Alto Vale, Cidade, Sem categoria
Foto: Helena Marquardt/DAV

Reportagem Heleana Marquardt/DAV

 

Contrariando a recomendação de isolamento social e proibição da aglomeração de pessoas, na tarde desta terça-feira (7), comerciantes e funcionários de lojas de todo o Alto Vale se reuniram em frente à prefeitura de Rio do Sul para protestar pedindo a reabertura do comércio que já está de portas fechadas há mais de 20 dias em virtude da pandemia de coronavírus. Eles chegaram a se ajoelhar e a rezar no local. Como a aglomeração vai contra ao que estabelece um decreto estadual a Polícia Militar interviu de forma pacífica e pediu a dispersão dos manifestantes.
Depois que eles saíram do Centro da cidade, outro protesto foi registrado na BR-470 num dos acessos a Rio do Sul. Manifestantes chegaram a interromper a passagem de veículos por alguns momentos.

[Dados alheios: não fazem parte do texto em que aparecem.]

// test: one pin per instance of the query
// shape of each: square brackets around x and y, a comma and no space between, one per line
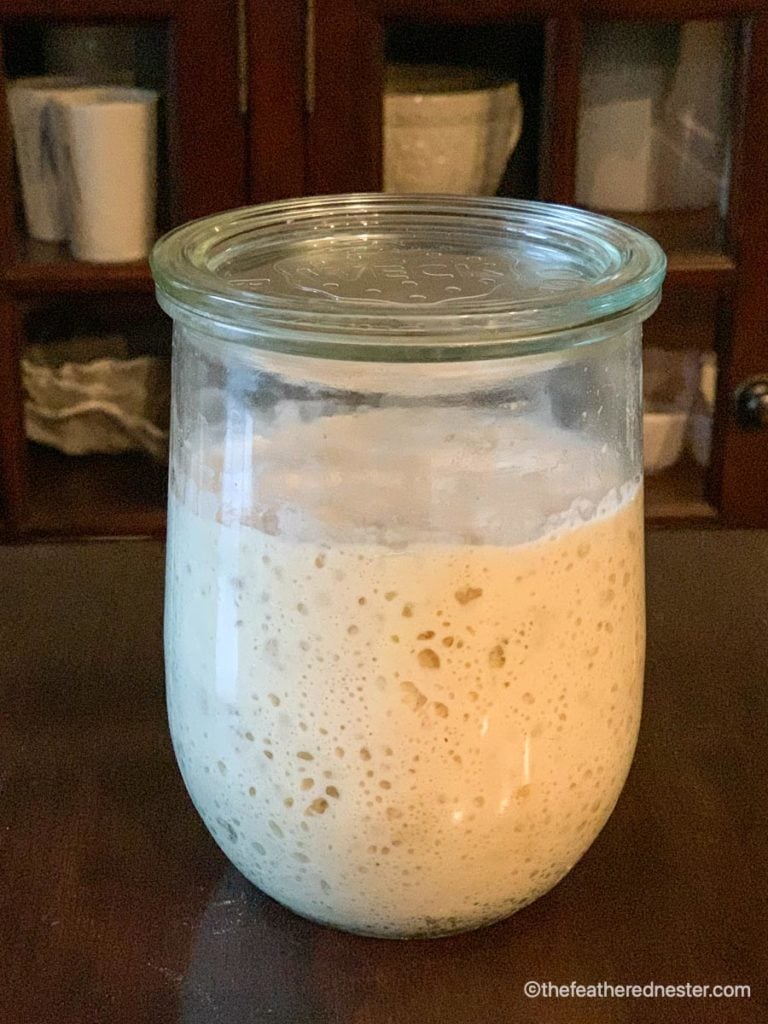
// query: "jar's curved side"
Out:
[404,630]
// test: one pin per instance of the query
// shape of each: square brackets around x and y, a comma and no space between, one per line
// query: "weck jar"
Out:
[404,622]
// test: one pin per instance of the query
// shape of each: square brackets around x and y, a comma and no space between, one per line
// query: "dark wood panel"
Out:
[502,10]
[12,477]
[686,318]
[78,9]
[560,115]
[740,458]
[676,497]
[207,132]
[276,89]
[47,268]
[7,206]
[94,496]
[345,127]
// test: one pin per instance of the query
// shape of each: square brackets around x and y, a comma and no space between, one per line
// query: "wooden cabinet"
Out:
[266,100]
[192,51]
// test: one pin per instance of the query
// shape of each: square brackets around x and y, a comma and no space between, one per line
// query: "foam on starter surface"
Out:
[404,736]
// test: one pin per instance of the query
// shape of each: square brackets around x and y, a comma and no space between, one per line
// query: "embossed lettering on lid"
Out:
[397,270]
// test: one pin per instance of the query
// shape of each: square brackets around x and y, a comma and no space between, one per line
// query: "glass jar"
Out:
[404,625]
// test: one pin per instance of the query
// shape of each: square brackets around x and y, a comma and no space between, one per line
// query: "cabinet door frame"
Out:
[344,142]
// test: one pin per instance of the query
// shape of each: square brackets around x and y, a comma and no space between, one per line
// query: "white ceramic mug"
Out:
[44,208]
[448,129]
[108,150]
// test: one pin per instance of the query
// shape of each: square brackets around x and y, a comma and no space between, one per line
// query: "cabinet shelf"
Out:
[676,496]
[47,268]
[95,496]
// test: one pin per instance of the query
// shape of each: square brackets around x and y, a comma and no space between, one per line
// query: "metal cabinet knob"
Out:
[752,403]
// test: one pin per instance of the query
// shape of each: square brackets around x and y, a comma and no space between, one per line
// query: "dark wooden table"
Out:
[116,906]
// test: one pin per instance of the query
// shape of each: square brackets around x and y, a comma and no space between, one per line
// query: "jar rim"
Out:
[527,275]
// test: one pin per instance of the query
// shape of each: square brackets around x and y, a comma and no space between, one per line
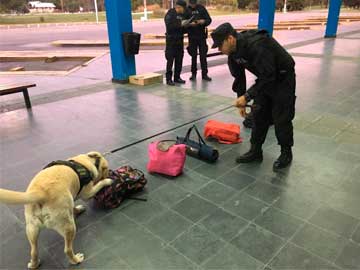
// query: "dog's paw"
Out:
[78,258]
[34,265]
[108,181]
[79,209]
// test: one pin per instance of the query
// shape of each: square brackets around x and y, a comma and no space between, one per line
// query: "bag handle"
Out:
[187,137]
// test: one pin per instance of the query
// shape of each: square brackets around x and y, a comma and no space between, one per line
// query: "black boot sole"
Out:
[244,161]
[282,167]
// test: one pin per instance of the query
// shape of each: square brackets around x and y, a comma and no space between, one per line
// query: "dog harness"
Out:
[85,176]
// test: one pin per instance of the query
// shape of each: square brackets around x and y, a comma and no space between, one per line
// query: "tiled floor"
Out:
[214,216]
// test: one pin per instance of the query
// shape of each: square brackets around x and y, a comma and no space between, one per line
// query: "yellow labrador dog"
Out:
[49,199]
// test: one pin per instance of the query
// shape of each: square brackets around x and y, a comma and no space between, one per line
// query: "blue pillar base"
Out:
[119,20]
[333,18]
[266,15]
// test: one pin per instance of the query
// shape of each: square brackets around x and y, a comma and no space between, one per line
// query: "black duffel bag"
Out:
[198,149]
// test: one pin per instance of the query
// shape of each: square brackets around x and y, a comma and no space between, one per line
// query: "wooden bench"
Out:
[8,89]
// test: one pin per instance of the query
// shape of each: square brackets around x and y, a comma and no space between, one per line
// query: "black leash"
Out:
[166,131]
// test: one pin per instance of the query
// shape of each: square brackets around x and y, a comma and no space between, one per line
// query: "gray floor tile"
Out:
[236,180]
[213,171]
[106,259]
[349,257]
[198,244]
[191,180]
[345,203]
[278,222]
[86,242]
[261,244]
[168,225]
[230,258]
[15,254]
[356,236]
[216,193]
[319,242]
[334,221]
[169,194]
[224,224]
[9,224]
[143,211]
[292,257]
[194,208]
[245,206]
[263,191]
[296,207]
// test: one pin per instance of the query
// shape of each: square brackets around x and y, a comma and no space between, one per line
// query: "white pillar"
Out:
[145,11]
[96,12]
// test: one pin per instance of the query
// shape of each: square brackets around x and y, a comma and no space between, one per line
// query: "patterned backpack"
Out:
[127,181]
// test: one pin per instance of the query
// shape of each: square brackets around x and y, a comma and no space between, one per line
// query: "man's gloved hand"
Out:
[241,104]
[185,23]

Jaini Baldo era uma das manifestantes que estava no Centro e argumentou que o comércio deve poder abrir assim como outros setores, já que segundo ela, todos estão sujeitos ao vírus. “Ninguém está alheio ao vírus e a fome também mata. Sabemos que não são imunes as pessoas que trabalham nas farmácias, mercados e outros setores que estão autorizados. Queremos apenas trabalhar seguindo todas as normas e cuidados que formos orientados”, disse.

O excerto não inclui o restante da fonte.